De surcroît, il ne s’agit plus d’ici 2012 avec le projet du Front de gauche, de jouer un rôle majeur dans un futur gouvernement, comme on l’imaginait dans les années 70, mais celui d’une force d’appoint. Cette démarche reproduit donc l’expérience en pire en canalisant électoralement à gauche vers le PS et en faisant le jeu au sein du Front des éléments non communistes, Mélenchon en tête.
Annoncer dès maintenant une candidature présentée par le PCF
C’est dans l’ensemble de ce contexte, à côté de notre action prioritaire dans les luttes, que nous devons envisager la candidature que nous soutiendrons aux présidentielles. Même malgré nous, la question est déjà posée, omniprésente.

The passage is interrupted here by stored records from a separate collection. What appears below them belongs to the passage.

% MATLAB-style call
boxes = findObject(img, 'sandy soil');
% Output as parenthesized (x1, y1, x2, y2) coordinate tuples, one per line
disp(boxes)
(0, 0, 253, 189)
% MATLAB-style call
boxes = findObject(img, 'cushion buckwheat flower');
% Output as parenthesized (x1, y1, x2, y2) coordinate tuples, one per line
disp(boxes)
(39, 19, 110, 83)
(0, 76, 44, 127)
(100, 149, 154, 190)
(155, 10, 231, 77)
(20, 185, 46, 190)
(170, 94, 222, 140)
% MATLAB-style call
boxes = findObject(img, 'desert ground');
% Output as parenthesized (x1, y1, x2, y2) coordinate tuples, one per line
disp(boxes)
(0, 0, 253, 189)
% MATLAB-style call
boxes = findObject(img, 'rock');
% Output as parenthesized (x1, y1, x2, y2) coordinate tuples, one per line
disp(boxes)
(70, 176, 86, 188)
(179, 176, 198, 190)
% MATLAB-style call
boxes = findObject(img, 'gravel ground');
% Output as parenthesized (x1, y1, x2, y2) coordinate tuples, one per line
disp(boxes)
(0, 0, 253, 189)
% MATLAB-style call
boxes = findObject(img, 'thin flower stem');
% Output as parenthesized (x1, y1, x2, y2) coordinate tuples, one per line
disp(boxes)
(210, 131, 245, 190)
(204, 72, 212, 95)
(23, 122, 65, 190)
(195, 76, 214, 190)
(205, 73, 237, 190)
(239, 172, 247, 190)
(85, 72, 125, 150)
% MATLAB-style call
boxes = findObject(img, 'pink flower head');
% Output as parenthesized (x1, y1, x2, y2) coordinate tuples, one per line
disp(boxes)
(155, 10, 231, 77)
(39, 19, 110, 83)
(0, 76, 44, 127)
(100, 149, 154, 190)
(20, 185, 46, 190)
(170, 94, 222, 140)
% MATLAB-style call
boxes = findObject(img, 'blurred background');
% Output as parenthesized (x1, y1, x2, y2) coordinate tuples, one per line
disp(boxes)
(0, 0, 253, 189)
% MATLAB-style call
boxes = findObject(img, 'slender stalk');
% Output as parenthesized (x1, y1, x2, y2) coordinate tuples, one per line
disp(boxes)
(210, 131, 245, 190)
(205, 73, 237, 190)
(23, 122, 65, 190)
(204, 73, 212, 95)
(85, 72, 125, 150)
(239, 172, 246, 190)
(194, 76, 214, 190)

Nous n’y échapperons pas, d’autant moins que la démarche du « Front de gauche » a déjà placé Mélenchon dans l’orbite de 2012 et qu’il ne manquera pas un instant de nous le rappeler.
En premier lieu, notre réflexion n’a de sens qu’en relation avec nos axes de luttes que l’élection doit prolonger et avec la perspective politique que nous portons.
Cela implique déjà d’écarter toute hypothèse de candidature unique de la gauche, derrière la social-démocratie.
Les méfaits du système présidentiel s’étendent à toute la vie politique. A la « gauche de la gauche », nous avons déjà vécu avant 2007 la concurrence lamentable que se sont livrée plusieurs « personnalités ». Pour 2012, Mélenchon n’est pas le seul prétendant sur les rangs.
Cette logique de « concours de miss » rabaisse le combat politique à des combines politiciennes et laisse en définitive la décision aux sondages et à la complaisance des media.
Après l’échec interminable et paralysant des « Collectifs antilibéraux », la candidature tardive, presque à contre cœur de Marie-George Buffet, candidate de la « gauche populaire antilibérale », alors en congé de direction du PCF, en 2007, a abouti au désastre que l’on sait.
On l’a vu aussi plus haut, la question de l’affirmation du PCF, en tant que tel, est également une question majeure, contre le processus d’effacement. Nous refusons que des élections servent de moyen pour forcer un processus de recomposition politique effaçant et affaiblissant le PCF et son expression.
Pour toutes ces raisons, dans cette situation précise, notre parti doit annoncer la présence d’une candidature du PCF, de rassemblement, aux présidentielles de 2012, dont il choisira le nom au congrès ordinaire de juin 2011.
Pour les mêmes raisons, pour les élections cantonales et législatives, dans le respect des prérogatives statutaires des organisations du Parti, nous nous prononçons pour des candidatures de rassemblement, communistes ou apparentées, présentées par le PCF.
L’existence d’un groupe communiste à l’Assemblée nationale est un enjeu primordial. Le nouveau règlement a ramené à 15 le nombre d’élus nécessaire pour constituer un groupe. Il n’y a plus aucun prétexte possible pour que le groupe où siègent actuellement les députés communistes ignore toute référence communiste et fasse la part belle aux Verts.